As many would imagine, Dead or Alive 5 is the latest title in a long running series that hopes to take the crown at the top of the one-on-one beat-‘em-up genre following the resurgence in popularity on the current-generation systems. And as might be expected, the fans of the franchise are confident that the team working on the videogame at Team NINJA can pull it off, while the naysayers only refer to the forthcoming release in reference to products made purely for titillation. In Dead or Alive 5, Team NINJA are aiming to move the franchise significantly towards the former.
Dead or Alive 5 still features its mannequin-esque female fighters, but in this latest edition of the series they’re far more serious than may have been expected. No longer a pretty face and a large chest that’s able to kick ass, the women of Dead or Alive 5 will get beaten and bruised just as with any other character, as can clearly be seen on the victory/defeat screen. Sweat drips from their brow as they push themselves through each fight, and while it’s still all closely related to even the earliest design of each character, there’s no denying that the six years since Dead or Alive 4 has allowed the models to mature.
The gameplay of Dead or Alive was never in question. Throughout the years it’s steadily evolved alongside the likes of Virtua Fighter and Tekken, creating it’s own feel; a swiftness in counter attacking and combo structure than has been imitated, but never replicated. Dead or Alive 5 pushes this agenda further than ever before, refusing to litter the screen with unnecessary meters and tokens. All you’ll see in Dead or Alive 5 are health meters and score tallies.
One addition to the formula that is welcomed is the Power Attack system. Each character has a unique Power Attack manoeuvre that has to be executed with some precision to execute fully. It’s a simple case of holding the R1 button (RB on the Xbox 360) and letting the manoeuvre charge. Release it to early and only a singular – though still damaging – blow will be landed, too late and it gives your opponent enough time to dodge out of the way. Making impact however, is a grin-inducing affair every time.
In a similar fashion to Street Figther IV’s Ultra Combos, the camera becomes removed from its set side-on angle, instead following the automated sequence of attacks. The final blow is dictated by the player however, with the left analogue stick used to determine the point of impact for your opponent and the Triangle button (Y on Xbox 360) to execute. It’s a dramatic, damaging manoeuvre, and one which expert players will surely begin trading in when Dead or Alive 5 is available to play online.
In a move which is almost enough to consider the Dead or Alive 5 demo builds a tutorial for the final release, players are able to see a statistical breakdown of each fighter before beginning a match, divided into five categories: Strike, Throw, Hold, Power, Speed and Moves. What’s more, in-game the player can enable the ‘move data’ display, which interprets every action, its range and the damage it does.
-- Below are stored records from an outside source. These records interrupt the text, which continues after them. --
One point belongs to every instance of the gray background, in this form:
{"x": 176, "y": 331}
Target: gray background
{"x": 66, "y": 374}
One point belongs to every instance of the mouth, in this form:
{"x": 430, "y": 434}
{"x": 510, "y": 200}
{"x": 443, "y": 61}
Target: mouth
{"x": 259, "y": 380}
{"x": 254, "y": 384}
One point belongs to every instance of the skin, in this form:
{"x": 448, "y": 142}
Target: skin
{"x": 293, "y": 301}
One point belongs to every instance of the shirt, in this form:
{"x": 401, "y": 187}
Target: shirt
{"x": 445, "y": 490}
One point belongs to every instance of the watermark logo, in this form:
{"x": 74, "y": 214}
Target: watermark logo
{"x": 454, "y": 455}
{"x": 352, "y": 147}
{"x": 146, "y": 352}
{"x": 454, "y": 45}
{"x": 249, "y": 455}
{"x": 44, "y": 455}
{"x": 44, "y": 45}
The two characters featured in the second Dead or Alive 5 demo, Ayane and Hayate, benefit from the same improve fluidity of Hitomi and Hayabusa, though our female friend here appears to have her moves list largely intact. Hayate appears to have received a significant overhaul in his aerial abilities, patching over that which was arguably his biggest weakness in previous instalments of the series. Whether or not all of the characters set to feature in Dead or Alive 5 will receive the same kind of attention remains to be seen, but as it stands Electronic Theatre simply cannot wait to find out.